The Good Old Days
Madeleine Albright’s Fascism: A Warning is full of criticism of Trump — but it’s silent on the swamp from which he emerged.

Former secretaries of state (L-R) Madeleine Albright, Colin Powell, and Hillary Clinton participate in the ceremonial groundbreaking of the future US Diplomacy Center at the State Department’s Harry S. Truman Building September 3, 2014 in Washington, D.C.Chip Somodevilla / Getty
Madeleine Albright was not yet two years old when Nazi Germany invaded her native Czechoslovakia. Forced to flee to England with her parents, she watched as Adolf Hitler’s bombers rained terror on the streets of London. From a Jewish family, she later learned that three of her grandparents had been killed in the Holocaust.

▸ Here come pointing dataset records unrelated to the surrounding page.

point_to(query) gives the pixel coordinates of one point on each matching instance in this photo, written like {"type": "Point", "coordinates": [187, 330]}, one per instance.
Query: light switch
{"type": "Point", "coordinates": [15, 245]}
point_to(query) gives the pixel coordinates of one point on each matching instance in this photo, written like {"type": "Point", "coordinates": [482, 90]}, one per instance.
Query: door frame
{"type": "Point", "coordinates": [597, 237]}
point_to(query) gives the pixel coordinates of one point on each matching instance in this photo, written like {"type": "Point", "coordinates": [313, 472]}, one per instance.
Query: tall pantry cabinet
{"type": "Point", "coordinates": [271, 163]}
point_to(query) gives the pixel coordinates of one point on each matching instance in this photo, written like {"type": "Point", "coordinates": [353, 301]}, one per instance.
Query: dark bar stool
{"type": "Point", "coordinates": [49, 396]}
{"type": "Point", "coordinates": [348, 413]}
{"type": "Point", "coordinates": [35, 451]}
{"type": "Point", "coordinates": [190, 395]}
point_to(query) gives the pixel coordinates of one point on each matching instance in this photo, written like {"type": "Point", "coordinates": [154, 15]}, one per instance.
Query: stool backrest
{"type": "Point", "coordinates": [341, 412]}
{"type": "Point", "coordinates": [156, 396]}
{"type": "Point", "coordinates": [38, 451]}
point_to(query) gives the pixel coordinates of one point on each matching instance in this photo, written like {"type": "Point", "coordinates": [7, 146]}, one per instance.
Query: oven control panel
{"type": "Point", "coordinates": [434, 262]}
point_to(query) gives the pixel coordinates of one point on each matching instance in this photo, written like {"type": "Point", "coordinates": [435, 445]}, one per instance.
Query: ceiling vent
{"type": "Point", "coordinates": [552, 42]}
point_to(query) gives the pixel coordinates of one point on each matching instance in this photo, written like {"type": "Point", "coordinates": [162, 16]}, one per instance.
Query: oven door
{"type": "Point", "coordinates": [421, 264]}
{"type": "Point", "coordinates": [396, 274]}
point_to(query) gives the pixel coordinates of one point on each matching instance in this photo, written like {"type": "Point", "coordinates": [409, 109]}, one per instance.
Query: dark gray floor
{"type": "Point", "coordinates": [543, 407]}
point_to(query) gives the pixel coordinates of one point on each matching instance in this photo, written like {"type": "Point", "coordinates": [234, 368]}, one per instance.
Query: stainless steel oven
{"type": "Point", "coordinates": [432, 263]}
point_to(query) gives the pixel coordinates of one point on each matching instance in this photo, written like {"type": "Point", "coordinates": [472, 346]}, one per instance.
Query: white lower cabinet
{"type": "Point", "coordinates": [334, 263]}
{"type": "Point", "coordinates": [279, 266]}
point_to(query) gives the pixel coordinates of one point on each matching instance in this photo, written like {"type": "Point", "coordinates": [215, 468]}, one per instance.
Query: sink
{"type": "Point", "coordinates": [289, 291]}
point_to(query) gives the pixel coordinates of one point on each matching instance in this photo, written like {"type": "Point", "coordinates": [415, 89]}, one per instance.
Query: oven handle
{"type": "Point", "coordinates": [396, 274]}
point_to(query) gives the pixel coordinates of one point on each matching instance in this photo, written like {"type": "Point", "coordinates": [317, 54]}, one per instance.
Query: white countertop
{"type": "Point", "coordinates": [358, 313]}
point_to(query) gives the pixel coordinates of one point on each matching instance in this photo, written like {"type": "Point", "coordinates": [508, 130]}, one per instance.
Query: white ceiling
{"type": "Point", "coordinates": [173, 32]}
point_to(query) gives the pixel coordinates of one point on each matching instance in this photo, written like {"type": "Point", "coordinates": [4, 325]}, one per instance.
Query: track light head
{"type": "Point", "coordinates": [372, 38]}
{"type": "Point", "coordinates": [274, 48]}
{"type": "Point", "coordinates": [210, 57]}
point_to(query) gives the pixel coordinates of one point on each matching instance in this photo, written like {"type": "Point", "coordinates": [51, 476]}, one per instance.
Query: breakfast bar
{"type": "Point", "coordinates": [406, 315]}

Albright’s new book, Fascism: A Warning, begins by tying this highly personal experience to democracy’s current malaise. Albright argues that the historical examples of Nazi Germany and fascist Italy illustrate the danger of democracy’s gradual erosion, ultimately leading to dictatorship, war, and chaos.
The former secretary of state is impatient with complacency about the health of US institutions. The risk she highlights most centrally is that, as in past European history, liberals and conservatives will fail to respond to a buildup of attacks on the rule of law. But what her anti-Trump polemic tends to overlook are the dangers that lie outside the Oval Office.